Traditional animation itself is something I’ve always known I wanted to pursue professionally. I grew up dancing and drawing, so animation has always made perfect sense to me. A huge aspect of my journey was fighting to get to a position where I was even able to study it at all, because a majority of traditional animation programs are very specific to California. Leaving New Mexico to pursue a higher education in animation was my biggest obstacle, and it often felt like my starting line was set very far back. Clearing that hurdle formed the mindset that I had to commit over two hundred percent. The concept of working twice as hard to get half as far functions as a sort of motivational home base because it makes me gauge what working four or five times as hard looks like for me. I graduated this past December. For where I’m at now — I am an animator, comic artist, concept artist, and voice over artist. It gets pretty cluttered on a business card, I’m always fiddling with the tagline.
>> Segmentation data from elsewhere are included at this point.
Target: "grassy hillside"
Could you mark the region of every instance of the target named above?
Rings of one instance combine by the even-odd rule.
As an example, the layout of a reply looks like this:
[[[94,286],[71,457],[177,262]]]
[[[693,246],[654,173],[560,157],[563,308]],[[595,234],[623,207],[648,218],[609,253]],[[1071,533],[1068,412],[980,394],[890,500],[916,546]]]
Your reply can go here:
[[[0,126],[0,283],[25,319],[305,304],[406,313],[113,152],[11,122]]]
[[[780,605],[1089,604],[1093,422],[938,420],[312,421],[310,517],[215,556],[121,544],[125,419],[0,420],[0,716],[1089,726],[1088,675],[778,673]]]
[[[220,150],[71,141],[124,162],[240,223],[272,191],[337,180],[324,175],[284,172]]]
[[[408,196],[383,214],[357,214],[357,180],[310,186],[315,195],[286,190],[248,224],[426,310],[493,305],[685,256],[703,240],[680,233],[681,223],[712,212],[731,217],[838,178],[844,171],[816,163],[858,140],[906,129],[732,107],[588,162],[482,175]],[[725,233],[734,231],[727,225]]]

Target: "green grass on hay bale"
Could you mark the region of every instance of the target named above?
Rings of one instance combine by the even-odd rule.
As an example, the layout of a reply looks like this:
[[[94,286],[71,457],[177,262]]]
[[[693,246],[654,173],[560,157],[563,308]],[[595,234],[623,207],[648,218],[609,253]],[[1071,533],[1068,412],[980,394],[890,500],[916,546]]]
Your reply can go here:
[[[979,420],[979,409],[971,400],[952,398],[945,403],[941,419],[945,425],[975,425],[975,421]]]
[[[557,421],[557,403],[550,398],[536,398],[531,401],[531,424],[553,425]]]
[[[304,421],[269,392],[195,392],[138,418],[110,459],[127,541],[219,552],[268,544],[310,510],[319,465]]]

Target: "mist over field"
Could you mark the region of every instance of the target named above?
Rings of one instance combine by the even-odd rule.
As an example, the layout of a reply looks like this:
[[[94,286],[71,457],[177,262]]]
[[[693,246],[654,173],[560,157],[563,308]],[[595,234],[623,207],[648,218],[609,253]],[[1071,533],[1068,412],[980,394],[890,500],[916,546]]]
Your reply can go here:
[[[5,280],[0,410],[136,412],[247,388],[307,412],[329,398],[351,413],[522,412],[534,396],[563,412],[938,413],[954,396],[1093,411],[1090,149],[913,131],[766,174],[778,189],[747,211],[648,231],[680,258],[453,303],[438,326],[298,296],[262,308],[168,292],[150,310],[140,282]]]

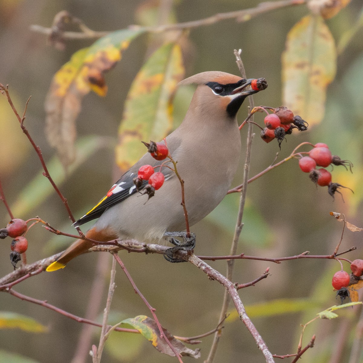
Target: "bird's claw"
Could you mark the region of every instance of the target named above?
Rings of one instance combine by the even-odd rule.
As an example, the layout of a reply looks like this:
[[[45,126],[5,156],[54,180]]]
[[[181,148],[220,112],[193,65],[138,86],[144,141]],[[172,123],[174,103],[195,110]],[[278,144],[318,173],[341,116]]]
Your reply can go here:
[[[185,262],[185,260],[179,257],[174,257],[174,254],[179,251],[192,250],[195,246],[195,234],[191,233],[188,236],[186,232],[166,232],[164,235],[165,237],[169,237],[169,241],[175,245],[175,247],[168,248],[165,251],[164,257],[169,262]],[[174,237],[182,237],[183,243],[182,243]]]

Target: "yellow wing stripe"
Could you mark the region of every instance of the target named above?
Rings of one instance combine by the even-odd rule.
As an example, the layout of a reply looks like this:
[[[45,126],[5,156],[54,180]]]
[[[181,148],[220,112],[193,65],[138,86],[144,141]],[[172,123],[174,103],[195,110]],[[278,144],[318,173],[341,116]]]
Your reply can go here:
[[[99,205],[102,204],[104,201],[105,201],[106,200],[106,199],[107,199],[108,197],[107,197],[107,195],[105,195],[105,196],[103,197],[102,198],[102,199],[101,199],[101,200],[100,200],[98,202],[98,203],[97,203],[97,204],[96,204],[96,205],[95,205],[95,206],[93,207],[93,208],[92,208],[91,209],[90,211],[89,212],[87,212],[85,215],[85,216],[87,216],[89,214],[90,214],[90,213],[93,212]]]

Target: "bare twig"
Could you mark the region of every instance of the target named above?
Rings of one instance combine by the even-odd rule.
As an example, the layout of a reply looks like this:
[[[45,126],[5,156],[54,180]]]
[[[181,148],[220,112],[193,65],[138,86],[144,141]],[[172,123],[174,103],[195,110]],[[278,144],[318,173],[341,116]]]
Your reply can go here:
[[[141,299],[145,303],[145,305],[146,305],[148,308],[150,310],[151,314],[152,314],[152,316],[154,317],[154,320],[155,321],[155,322],[156,323],[156,325],[157,325],[158,328],[160,333],[160,337],[162,339],[163,338],[165,339],[165,341],[166,342],[168,345],[170,347],[170,349],[171,349],[171,350],[173,351],[173,352],[175,355],[175,356],[176,356],[179,359],[179,362],[180,362],[180,363],[183,363],[183,361],[180,358],[180,355],[175,350],[175,348],[174,346],[173,346],[171,343],[170,343],[169,339],[168,339],[167,337],[165,335],[165,334],[164,334],[164,332],[163,331],[163,328],[162,327],[160,322],[159,322],[159,319],[158,319],[158,317],[155,314],[155,311],[156,311],[156,309],[150,305],[150,304],[149,303],[149,302],[147,300],[146,300],[146,298],[141,293],[141,291],[139,290],[137,286],[136,286],[136,284],[134,282],[134,280],[131,277],[131,276],[129,273],[129,271],[127,271],[127,270],[126,268],[126,266],[123,264],[123,262],[121,260],[121,259],[119,257],[117,253],[114,253],[113,256],[114,260],[117,261],[118,264],[120,266],[121,266],[121,268],[123,270],[123,272],[125,273],[125,274],[126,275],[127,278],[129,279],[129,281],[130,281],[131,285],[132,285],[135,292],[141,298]]]
[[[131,29],[142,29],[146,32],[151,33],[161,33],[169,30],[189,29],[204,25],[211,25],[221,20],[229,19],[236,19],[237,21],[243,22],[250,20],[253,17],[260,14],[286,7],[302,5],[306,2],[306,0],[282,0],[280,1],[261,3],[255,8],[228,13],[220,13],[208,18],[191,21],[146,27],[132,25],[129,27]],[[52,28],[45,28],[39,25],[32,25],[30,30],[46,35],[49,35],[53,31]],[[64,39],[70,40],[98,39],[111,32],[95,32],[89,29],[88,29],[88,30],[87,32],[83,31],[82,32],[65,32],[62,33],[62,35]]]
[[[180,253],[180,252],[178,253]],[[184,252],[184,255],[186,253]],[[265,356],[266,362],[272,363],[274,362],[271,354],[262,337],[256,329],[253,323],[246,313],[244,306],[241,301],[238,294],[236,286],[234,284],[223,276],[220,273],[212,268],[200,258],[199,258],[193,254],[188,256],[187,259],[189,262],[200,269],[208,277],[213,280],[217,281],[227,289],[231,297],[232,301],[238,313],[240,319],[246,326],[248,331],[251,333],[257,344],[257,346],[261,350]]]
[[[67,318],[69,318],[73,320],[75,320],[78,323],[85,323],[86,324],[89,324],[91,325],[94,325],[95,326],[98,326],[99,327],[102,327],[102,325],[100,324],[98,324],[98,323],[96,323],[94,321],[91,321],[87,319],[84,319],[83,318],[80,318],[76,315],[74,315],[73,314],[71,314],[70,313],[65,311],[65,310],[62,310],[59,307],[55,306],[54,305],[52,305],[51,304],[48,303],[46,301],[38,300],[37,299],[34,299],[33,298],[30,297],[29,296],[27,296],[26,295],[24,295],[23,294],[21,294],[20,293],[18,293],[17,291],[15,291],[12,289],[6,289],[4,291],[9,293],[9,294],[12,295],[13,296],[15,296],[21,300],[29,301],[29,302],[32,302],[34,304],[36,304],[37,305],[40,305],[42,306],[44,306],[45,307],[46,307],[48,309],[50,309],[51,310],[53,310],[53,311],[61,314],[62,315],[64,315]],[[117,328],[115,330],[119,331],[123,331],[128,333],[139,333],[138,330],[137,330],[135,329]]]
[[[25,126],[24,126],[24,121],[25,120],[25,112],[26,111],[28,104],[30,99],[30,98],[29,97],[29,98],[28,99],[28,101],[26,101],[25,108],[24,111],[23,116],[22,118],[20,118],[18,111],[16,110],[16,109],[15,108],[15,107],[14,105],[14,104],[13,103],[13,101],[12,101],[11,98],[10,97],[10,95],[9,93],[8,86],[7,85],[6,86],[5,86],[3,85],[0,83],[0,91],[3,93],[5,94],[5,95],[8,100],[8,102],[10,105],[11,108],[13,110],[13,111],[15,114],[15,116],[16,116],[16,118],[18,119],[18,121],[20,123],[20,127],[21,128],[23,132],[25,134],[29,141],[30,142],[30,143],[32,144],[32,145],[33,146],[33,147],[34,148],[34,150],[38,154],[38,156],[40,161],[40,163],[41,164],[42,166],[43,167],[43,168],[44,171],[44,172],[43,173],[43,175],[44,176],[46,177],[46,178],[48,178],[48,180],[50,182],[50,184],[52,185],[52,186],[54,188],[54,189],[57,192],[57,193],[59,196],[59,197],[60,198],[64,204],[64,206],[65,207],[66,209],[67,210],[67,212],[68,212],[68,215],[69,216],[69,218],[72,221],[73,223],[74,223],[76,221],[76,220],[73,216],[72,212],[71,211],[69,206],[68,205],[68,202],[67,201],[67,199],[66,199],[66,198],[63,196],[63,195],[61,192],[61,191],[58,189],[58,187],[57,186],[57,185],[54,182],[54,180],[50,176],[50,175],[49,174],[49,172],[48,171],[48,169],[46,167],[46,165],[45,164],[45,162],[44,161],[44,159],[43,158],[43,156],[42,155],[42,151],[41,150],[39,146],[36,146],[35,143],[34,142],[33,139],[30,136],[30,135],[29,134],[29,132],[28,131],[26,127],[25,127]],[[79,228],[79,227],[77,227],[77,230],[78,231],[78,232],[79,233],[80,235],[82,235],[83,234],[83,233],[81,231],[81,229]]]
[[[240,289],[243,289],[244,287],[247,287],[249,286],[254,286],[254,284],[258,282],[259,281],[263,280],[264,278],[266,278],[270,274],[269,271],[270,270],[270,268],[268,267],[266,269],[266,270],[259,277],[255,279],[253,281],[251,281],[250,282],[247,282],[246,284],[240,284],[236,285],[236,287],[237,290]]]
[[[241,72],[242,77],[246,78],[246,72],[244,67],[241,59],[241,50],[237,51],[234,49],[234,54],[236,57],[236,63],[238,69]],[[248,96],[248,100],[249,101],[250,107],[252,110],[254,107],[253,102],[253,98],[252,95]],[[253,115],[252,113],[250,113],[251,116],[250,117],[250,121],[253,122]],[[241,192],[240,199],[240,206],[238,208],[238,213],[237,216],[237,220],[234,229],[234,234],[231,247],[230,254],[235,254],[237,250],[237,246],[238,245],[238,241],[240,238],[240,235],[242,230],[243,224],[242,223],[242,217],[243,216],[243,211],[244,209],[245,203],[246,202],[246,197],[247,195],[247,181],[248,179],[248,173],[249,171],[250,163],[251,160],[251,151],[252,147],[252,141],[253,137],[253,125],[249,123],[248,125],[248,131],[246,150],[246,157],[245,160],[245,165],[243,174],[243,182],[242,183]],[[234,261],[233,260],[230,260],[227,261],[227,278],[231,281],[233,276],[233,266]],[[224,295],[223,298],[223,302],[221,309],[221,312],[219,316],[220,322],[222,321],[225,316],[228,310],[228,307],[231,301],[230,294],[227,291],[224,292]],[[218,343],[220,338],[221,331],[219,330],[216,332],[214,335],[213,342],[212,343],[211,349],[209,350],[208,358],[206,360],[206,363],[212,363],[215,357],[216,353],[218,347]]]
[[[102,352],[105,346],[105,343],[106,342],[106,340],[107,339],[106,335],[109,329],[107,324],[107,321],[109,319],[109,314],[110,313],[110,309],[111,308],[112,297],[113,296],[114,292],[115,291],[115,287],[116,286],[115,284],[115,274],[116,260],[114,258],[113,258],[112,267],[111,268],[111,277],[110,278],[110,285],[109,287],[109,294],[107,296],[106,307],[105,308],[105,310],[103,312],[102,330],[101,330],[101,335],[99,337],[98,348],[97,350],[97,355],[96,356],[92,356],[93,363],[99,363],[101,362]]]
[[[98,256],[95,276],[90,291],[86,318],[95,320],[101,306],[102,294],[106,282],[106,277],[109,270],[110,254],[100,253]],[[89,324],[85,324],[79,334],[77,347],[71,363],[85,363],[89,357],[91,342],[94,328]]]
Having such a broad scope at first was something that really felt like I was doing wrong, because as a newcomer into the animation industry, something I’ve heard consistently is that you really have to pick one specialty and hammer it in, get so good at it they can’t tell you no — it’s great advice I was never able to mold myself to. Once I stopped trying, my perspective shifted to understand that my passion for so many aspects of what essentially boils down to storytelling is a strength. I’m versatile and I’ve decided to like that about myself; it’s pushed me towards unique projects I wouldn’t have necessarily thought myself applicable for if I had tried to fit into a more specific box. I’m currently working on my next comic in the Latina Superhero universe and I’m also animating on an independent film, and I’m very excited about both projects.
Who else deserves some credit and recognition?
Shoutout to my family, first and always, and to my friends who are such an incredible support system. I’m eternally thankful to Kayden Phoenix of the Latina Superhero universe for taking a chance on me. I threw my hat in the ring for a twitter call for Latina artists while still finishing out my degree, and she reached out to hire me to pencil her first comic, a superhero graphic novel called Jalisco. I had never considered working in comics before, and didn’t feel at the time that I had the skillset for it, but she oversaw it and guided me through the process; it was her script and her own vision, and she knew what she wanted to create. Witnessing and working with that kind of confidence – especially when my artistic mentorship up until that point had been solely the male faculty of my alma mater – is a gift. She created a team of all Latina artists for the project, and a major aspect of how she approaches her work is to open the door for more Latinx women to come into the film and animation industries. I’ve learned and continue to learn so much in collaborating with her. Her work can be found at www.latinasuperheroes.com.